Predicting Winning Tour de France Stage Times
For my second project at Metis I set out to predict winning stage times for the Tour de France. For those unfamiliar with the Tour it is the premier cycling competition in the world, although some may disagree. It’s one of the four cycling grand tours and the most well-known cycling race in the United States. The Tour takes place each July and consists of 21 individual races called stages. Each stage has an individual winner and the overall winner is the rider with the lowest cumulative time after all the stages.
Rather than try to predict the winner of a stage, I wanted to predict how quickly a stage would be completed given the characteristics of the stage, regardless of who’s riding in the stage.

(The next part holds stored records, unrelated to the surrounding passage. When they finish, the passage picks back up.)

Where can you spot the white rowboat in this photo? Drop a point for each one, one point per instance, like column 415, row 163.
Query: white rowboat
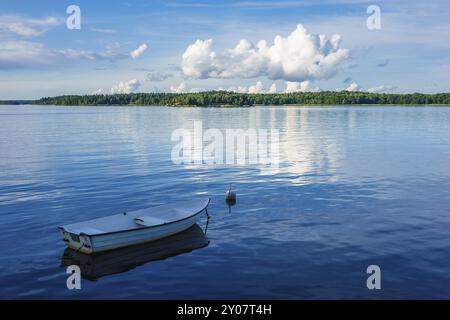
column 130, row 228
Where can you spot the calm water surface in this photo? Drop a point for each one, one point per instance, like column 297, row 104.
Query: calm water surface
column 356, row 186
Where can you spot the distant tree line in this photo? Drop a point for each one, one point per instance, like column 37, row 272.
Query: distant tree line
column 15, row 102
column 226, row 98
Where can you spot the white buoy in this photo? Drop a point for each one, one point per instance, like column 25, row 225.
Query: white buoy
column 230, row 195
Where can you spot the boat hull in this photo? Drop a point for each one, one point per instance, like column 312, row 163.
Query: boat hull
column 114, row 240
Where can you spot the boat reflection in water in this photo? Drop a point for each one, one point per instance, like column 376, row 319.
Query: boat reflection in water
column 95, row 266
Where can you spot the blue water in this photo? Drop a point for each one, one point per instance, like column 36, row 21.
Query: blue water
column 356, row 186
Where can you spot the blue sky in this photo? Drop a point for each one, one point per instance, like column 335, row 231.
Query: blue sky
column 40, row 56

Building such a model would be useful to a rider or a cycling team for pre-race strategizing–if a rider knows how quickly a stage should be completed he will know how quickly to pace himself in order to remain competitive at the end of the race.
So what distinguishes one stage from the next? Well for starters the stage routes are never the same. Even if a stage begins and ends in the same pair of towns as in a previous year, its route will be different. This ensures that each stage is distinct. Then there are the climb and sprint contests within each stage. In addition to the overall time classification, there are four other contests: sprint, king of the mountains, best young rider, and most aggressive rider. For the purposes of this project I focused only on the first two.
The sprint classification is essentially a race within the race–riders are awarded points for reaching a designated part of a stage first, which often (but not always) results in a sprint by several riders to cross that part of the stage first. The rider with the most overall sprint points at the end of the Tour is awarded the green jersey. There is typically at least one sprint–designated by a green circle with an ‘S’ in the stage profile–per stage.
King of the mountains is, as the name suggests, awarded to the rider who performs best in mountainous stages. Traditionally, the Tour travels through either the Alps or the Pyrenees (and often both) as part of the route and these stages are collectively referred to as the mountain stages. Peaks of a certain stature are categorized by the Tour and riders are awarded points for being one of the first to reach them. There are five categories ranked in ascending difficulty: 4, 3, 2, 1, and HC (hors catégorie), which translates to beyond categorization. Climbs are also described by their length (start of incline to peak) and gradient (steepness). Categorized climbs can occur on any stage in the Tour but most are concentrated in the mountain stages, which often feature several climbs per stage. Climbs are marked by red circles with their categorization.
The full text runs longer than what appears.